Practice/LinkedIn/Design a Trending Hashtags System
Design a Trending Hashtags System
System DesignMust
Problem Statement
Design a highly scalable system that tracks and computes the top K trending hashtags (e.g., top 30-50) across different time windows (last 5/15/30/60 minutes or custom intervals) for billions of users, with support for filtering by geography (local/global) and categories (food, sports, politics).

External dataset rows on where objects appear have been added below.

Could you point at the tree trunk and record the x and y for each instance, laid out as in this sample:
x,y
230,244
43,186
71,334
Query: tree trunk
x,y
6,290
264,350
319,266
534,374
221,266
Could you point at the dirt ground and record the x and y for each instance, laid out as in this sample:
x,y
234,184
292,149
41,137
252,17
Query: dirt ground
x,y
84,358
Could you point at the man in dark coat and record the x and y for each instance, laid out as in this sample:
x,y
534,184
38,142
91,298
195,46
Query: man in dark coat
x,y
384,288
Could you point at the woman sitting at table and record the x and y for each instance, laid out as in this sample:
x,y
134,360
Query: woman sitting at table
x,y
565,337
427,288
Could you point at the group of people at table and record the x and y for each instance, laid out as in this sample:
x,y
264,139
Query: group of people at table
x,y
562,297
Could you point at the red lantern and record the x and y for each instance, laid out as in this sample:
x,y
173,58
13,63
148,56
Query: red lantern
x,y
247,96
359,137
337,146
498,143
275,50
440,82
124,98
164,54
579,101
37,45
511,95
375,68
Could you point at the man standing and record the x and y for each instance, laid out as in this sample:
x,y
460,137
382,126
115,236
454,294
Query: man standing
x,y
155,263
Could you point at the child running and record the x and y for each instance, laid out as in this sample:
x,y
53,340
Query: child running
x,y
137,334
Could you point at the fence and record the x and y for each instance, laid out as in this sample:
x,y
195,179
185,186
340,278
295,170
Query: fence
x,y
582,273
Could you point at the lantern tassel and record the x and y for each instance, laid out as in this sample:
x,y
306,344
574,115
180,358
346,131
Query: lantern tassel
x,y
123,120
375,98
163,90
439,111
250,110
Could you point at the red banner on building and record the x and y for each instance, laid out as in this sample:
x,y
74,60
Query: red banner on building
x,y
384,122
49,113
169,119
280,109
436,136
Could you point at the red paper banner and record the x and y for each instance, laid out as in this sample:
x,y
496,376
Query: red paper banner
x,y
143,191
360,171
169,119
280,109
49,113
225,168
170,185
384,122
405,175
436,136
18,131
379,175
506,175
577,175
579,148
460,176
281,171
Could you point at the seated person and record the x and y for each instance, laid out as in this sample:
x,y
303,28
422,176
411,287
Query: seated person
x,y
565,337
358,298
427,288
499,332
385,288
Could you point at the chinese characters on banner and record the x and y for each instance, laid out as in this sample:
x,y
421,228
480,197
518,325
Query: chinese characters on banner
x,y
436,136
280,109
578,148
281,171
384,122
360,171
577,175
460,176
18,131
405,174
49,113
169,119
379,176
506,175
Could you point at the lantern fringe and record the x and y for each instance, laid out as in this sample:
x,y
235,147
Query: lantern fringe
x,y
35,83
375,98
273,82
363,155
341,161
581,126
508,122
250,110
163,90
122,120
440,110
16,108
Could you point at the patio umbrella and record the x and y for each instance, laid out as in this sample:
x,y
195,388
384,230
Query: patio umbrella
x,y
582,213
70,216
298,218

The system must exercise your ability to design high-throughput streaming systems, compute top-K over sliding windows, and handle skewed traffic (hot hashtags) at global scale. Balance accuracy vs freshness vs cost while supporting filters (geo/category) and user-specified windows.
Key Requirements
Functional
- Multi-window trending -- users view the top K (e.g., 30-50) hashtags for a chosen time window (last 1/5/15/60 minutes or up to 12 hours)
- Geo and category filters -- users filter trending hashtags by geography (global, country, city) and by category (food, sports, politics)

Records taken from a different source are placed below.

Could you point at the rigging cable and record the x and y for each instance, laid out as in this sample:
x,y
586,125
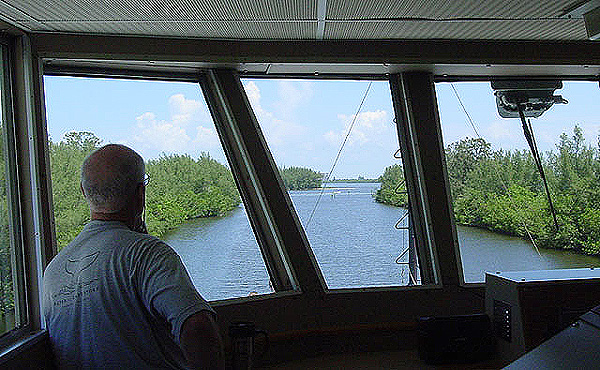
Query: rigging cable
x,y
500,177
528,132
337,157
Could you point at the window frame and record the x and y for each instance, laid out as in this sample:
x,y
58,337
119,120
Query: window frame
x,y
487,79
23,319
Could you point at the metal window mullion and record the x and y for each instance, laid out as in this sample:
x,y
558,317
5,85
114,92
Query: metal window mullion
x,y
416,193
273,217
15,239
26,124
245,174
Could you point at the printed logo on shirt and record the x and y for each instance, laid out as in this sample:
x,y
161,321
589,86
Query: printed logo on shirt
x,y
78,286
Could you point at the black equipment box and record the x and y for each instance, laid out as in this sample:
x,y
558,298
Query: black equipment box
x,y
455,339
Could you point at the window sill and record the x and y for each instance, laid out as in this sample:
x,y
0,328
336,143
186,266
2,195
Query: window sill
x,y
28,342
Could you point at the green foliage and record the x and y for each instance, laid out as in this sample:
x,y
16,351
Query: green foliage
x,y
71,211
300,178
180,188
502,191
392,190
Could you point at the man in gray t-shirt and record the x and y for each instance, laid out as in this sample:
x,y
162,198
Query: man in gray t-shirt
x,y
116,297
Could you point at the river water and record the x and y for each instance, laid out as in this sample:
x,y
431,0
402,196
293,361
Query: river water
x,y
354,242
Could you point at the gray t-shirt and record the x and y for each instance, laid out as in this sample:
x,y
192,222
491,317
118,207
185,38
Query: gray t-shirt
x,y
115,298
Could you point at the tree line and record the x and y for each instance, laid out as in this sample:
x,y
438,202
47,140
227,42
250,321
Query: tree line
x,y
180,188
502,191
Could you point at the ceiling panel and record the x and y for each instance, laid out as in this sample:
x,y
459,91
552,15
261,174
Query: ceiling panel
x,y
356,9
297,19
232,30
521,30
145,10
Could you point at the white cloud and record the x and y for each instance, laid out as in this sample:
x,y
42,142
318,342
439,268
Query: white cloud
x,y
188,129
278,132
370,128
163,135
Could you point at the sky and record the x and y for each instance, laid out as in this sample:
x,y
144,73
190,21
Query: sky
x,y
305,122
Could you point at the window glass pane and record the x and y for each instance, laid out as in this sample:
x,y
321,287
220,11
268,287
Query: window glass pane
x,y
503,217
192,202
8,289
333,161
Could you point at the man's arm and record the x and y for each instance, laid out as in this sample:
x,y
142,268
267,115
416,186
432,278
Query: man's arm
x,y
201,341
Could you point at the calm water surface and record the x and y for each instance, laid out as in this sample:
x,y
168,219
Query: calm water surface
x,y
354,242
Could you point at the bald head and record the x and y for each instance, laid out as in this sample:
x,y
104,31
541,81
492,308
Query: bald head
x,y
110,176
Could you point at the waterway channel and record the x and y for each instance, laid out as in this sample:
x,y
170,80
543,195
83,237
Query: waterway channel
x,y
354,242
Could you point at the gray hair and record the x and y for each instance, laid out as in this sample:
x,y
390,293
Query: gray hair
x,y
110,176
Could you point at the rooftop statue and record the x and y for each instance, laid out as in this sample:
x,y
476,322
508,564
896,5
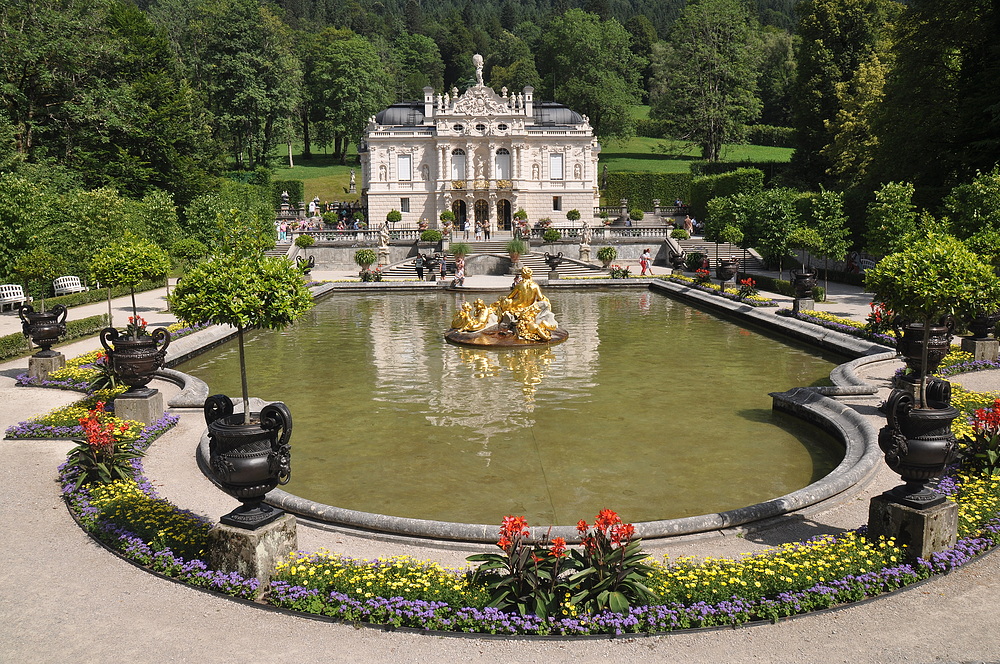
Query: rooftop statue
x,y
522,317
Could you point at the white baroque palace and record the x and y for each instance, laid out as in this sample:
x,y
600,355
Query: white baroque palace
x,y
480,154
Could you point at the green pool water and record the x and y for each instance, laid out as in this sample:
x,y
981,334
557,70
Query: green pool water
x,y
651,408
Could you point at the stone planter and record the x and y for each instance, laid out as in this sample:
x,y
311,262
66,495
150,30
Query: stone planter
x,y
135,359
918,442
44,328
248,460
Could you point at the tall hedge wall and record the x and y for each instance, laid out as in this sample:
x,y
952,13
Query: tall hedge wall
x,y
707,187
642,188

- Custom time intervals -- users specify a custom time interval within allowed bounds and receive a ranked list quickly
- Near-real-time freshness -- trends reflect changes within a target latency of a few seconds
Non-Functional
- Scalability -- handle billions of users and 100M+ daily posts creating a write-heavy stream of hashtag events
- Reliability -- tolerate datacenter failures and stream processing restarts without losing trending accuracy
- Latency -- serve trending queries with sub-100ms latency from pre-computed results
- Consistency -- eventual consistency with bounded freshness; rankings converge within seconds of actual trend changes
Interview Reports from Hello Interview
36 reports from candidates. Most recently asked at LinkedIn in Early October 2025.
Also commonly asked at: Meta, Google, Atlassian.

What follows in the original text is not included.